Even though the need for expert judgment and evaluation is reducing fast, demand will persist at two boundaries: distributional shifts (the world changes and historical patterns stop holding) and genuine novelty (no precedent to learn from). This is where pattern matching hits a wall. But it’s plausible that agents will conduct research and build their own knowledge to make sense of novelty without needing previous data.
What This Means
The Managerial Class is losing its monopoly on the three things that justified its existence: information, coordination, and evaluation. Agentic AI reduces the costs of the principal-agent problem by replacing human agents with machine agents even if the Alignment Problem remains. The principals can go genuine Founder Mode: see without the managers’ filtering, act without their process, judge without their expertise, which means org charts will flatten.
The ratio of principals to managers will shift dramatically but it’s hard to say what will happen to the absolute number of managers needed because the number of principals could expand. Managerial work will move to the edges: navigating distributional shifts, handling novelty, managing the political substrate that agents can’t access, and setting goals. A misspecified goal with an increasingly capable agent destroys value faster than a bad manager ever could, like a trickster genie who gives you what you asked for but not what you want.
For professionals: move to the edges, specify the goals, catch misalignment, hold the contextual knowledge agents can’t access. Be an editor accountable for outcome quality, not a coordinator assembling deliverables. Your survival, or at least prolonging your survival, depends on objective setting and catching misalignment, not execution. For now, expertise and execution skill still matter for knowing when the agent is wrong, so being hands-on and working with the latest models and tools as an individual contributor will help. “Human in the loop” is cope, unless regulations mandate it: auditors, doctors, etc. The most famous example of man-machine symbiosis is outdated: human+machine chess teams beat standalone engines until 2008, but by 2017 machines were winning i.e. human input became a drag. Alternatively, work in a regulated industry where laws mandate a human in the loop and use that as your moat, or get your industry regulated.

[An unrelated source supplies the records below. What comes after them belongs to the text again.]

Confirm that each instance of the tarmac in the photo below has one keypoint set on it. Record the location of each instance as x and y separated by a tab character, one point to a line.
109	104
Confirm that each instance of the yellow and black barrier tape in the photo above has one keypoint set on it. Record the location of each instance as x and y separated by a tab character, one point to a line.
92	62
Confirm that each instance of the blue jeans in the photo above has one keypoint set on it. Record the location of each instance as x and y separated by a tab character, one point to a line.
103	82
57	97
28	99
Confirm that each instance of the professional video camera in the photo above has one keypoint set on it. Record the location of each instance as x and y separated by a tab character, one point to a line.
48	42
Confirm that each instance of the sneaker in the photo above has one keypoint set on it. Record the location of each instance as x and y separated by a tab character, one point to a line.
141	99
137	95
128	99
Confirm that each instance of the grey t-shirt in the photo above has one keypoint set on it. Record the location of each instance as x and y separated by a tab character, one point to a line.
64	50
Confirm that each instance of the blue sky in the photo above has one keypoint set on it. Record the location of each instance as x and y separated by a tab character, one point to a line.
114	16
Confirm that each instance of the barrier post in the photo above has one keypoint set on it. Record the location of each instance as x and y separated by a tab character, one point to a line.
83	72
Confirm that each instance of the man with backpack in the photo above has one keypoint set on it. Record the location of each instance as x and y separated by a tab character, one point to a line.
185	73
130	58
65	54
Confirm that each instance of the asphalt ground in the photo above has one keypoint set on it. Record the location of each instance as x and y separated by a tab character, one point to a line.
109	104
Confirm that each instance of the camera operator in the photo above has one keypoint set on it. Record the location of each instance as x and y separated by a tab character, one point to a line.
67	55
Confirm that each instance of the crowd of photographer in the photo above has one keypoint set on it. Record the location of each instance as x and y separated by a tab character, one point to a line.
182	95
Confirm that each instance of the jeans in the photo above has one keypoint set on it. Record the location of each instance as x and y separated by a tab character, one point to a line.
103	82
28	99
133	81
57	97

For founders and executives: audit your org and automate roles that exist primarily to operate the old loop. The human jobs that create value are the ones where the person sets the objective function and handles the exceptions that agents surface but can’t resolve.
For investors: for the application layer, closing the goal-action-outcome loop is more defensible than simply being a vertical SaaS, because closed-loop vertical platforms will own the goal-action-outcome loop by compounding learning advantages and sitting at the frontier where novelty and distributional shifts first appear.